The decision directs Bay of Plenty Regional Council to implement new rules within its Regional Coastal Environment Plan to protect three reef systems near Motiti Island and complete scientific monitoring to inform future integrated marine management solutions.
As a consequence of the Court’s decision the taking of fish will be prohibited around three specific reef systems near Motiti Island. The rules will apply to everyone, including customary, recreational and commercial fishers.
Bay of Plenty Regional Council Chief Executive Fiona McTavish says although the Motiti Protection Areas have come about through an appeal process rather than being proposed by the Council, the outcome is a good one for the marine environment.
“The Environment Court decision acknowledges the significant marine biodiversity, landscape and cultural values of these reef systems and takes the first steps to helping ensure they are protected for future generations. These significant values were already recognised in the Coastal Plan, although there were no rules in the Plan preventing the taking of fish in order to protect those values.”

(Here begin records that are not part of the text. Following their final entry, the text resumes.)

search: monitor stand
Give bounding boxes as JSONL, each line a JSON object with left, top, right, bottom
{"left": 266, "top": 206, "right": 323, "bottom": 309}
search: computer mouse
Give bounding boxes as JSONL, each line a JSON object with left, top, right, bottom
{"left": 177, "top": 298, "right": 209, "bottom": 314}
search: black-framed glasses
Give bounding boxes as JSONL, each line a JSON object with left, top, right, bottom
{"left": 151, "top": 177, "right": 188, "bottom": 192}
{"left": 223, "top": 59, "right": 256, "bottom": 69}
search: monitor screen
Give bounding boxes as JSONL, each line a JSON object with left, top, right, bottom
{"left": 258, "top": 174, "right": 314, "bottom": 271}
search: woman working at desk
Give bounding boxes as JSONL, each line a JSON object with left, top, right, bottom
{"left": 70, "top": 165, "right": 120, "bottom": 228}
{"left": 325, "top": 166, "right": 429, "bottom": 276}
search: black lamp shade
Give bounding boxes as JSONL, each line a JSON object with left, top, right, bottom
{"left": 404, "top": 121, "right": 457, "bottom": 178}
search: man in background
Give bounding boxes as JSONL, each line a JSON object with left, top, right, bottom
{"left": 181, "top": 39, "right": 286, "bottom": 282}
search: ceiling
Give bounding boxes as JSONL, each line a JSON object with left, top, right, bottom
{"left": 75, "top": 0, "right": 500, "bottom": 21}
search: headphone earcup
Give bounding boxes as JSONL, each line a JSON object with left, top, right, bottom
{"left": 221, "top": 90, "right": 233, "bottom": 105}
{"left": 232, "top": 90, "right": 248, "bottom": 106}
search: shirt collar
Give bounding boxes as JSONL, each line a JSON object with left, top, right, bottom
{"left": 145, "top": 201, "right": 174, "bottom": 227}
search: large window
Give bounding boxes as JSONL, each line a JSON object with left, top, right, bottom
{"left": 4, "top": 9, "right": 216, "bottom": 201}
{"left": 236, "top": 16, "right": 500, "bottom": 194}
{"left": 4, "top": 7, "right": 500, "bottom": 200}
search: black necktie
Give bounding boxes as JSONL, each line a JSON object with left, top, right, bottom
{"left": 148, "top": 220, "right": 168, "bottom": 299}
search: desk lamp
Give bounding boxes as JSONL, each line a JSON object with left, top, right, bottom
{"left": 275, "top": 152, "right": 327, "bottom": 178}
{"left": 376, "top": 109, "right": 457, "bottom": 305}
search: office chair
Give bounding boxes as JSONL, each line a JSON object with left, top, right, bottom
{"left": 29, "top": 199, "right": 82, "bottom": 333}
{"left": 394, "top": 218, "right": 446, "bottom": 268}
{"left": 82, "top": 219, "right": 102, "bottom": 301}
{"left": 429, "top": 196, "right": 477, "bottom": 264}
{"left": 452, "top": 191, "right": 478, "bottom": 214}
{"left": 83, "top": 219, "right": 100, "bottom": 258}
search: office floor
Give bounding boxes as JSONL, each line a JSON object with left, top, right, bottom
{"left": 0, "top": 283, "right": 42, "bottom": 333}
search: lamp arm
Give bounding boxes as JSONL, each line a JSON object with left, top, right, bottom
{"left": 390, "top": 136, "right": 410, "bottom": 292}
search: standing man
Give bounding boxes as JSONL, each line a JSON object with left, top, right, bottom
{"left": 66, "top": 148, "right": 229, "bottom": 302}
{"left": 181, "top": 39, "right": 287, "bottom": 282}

Primarily conducted through the Environment Court and involving complex legal arguments, the five year appeal process has been demanding for regional council, tangata whenua and interested stakeholders alike. The process was longer than usual because the question of whether regional councils can control fishing through regional plans was tested in the High Court and Court of Appeal.
“We understand these reefs are important to the local fishing community and that many will feel affected by the change.
“We are committed to providing clarity around what the outcome of this complex legal case means for our community and will be working with all stakeholders to make sure the new rules are well understood”, says Ms McTavish.
The Council is preparing the amendments directed by the Court for final confirmation. Once confirmed by the Court the Council will update the Regional Coastal Environment Plan to include the new provisions. These amendments will then be sent through to the Minister of Conservation for approval. Once approved, the changes will be publicly notified and the rules will become operative and enforceable. It is therefore expected to take a number of months before the rules are implemented.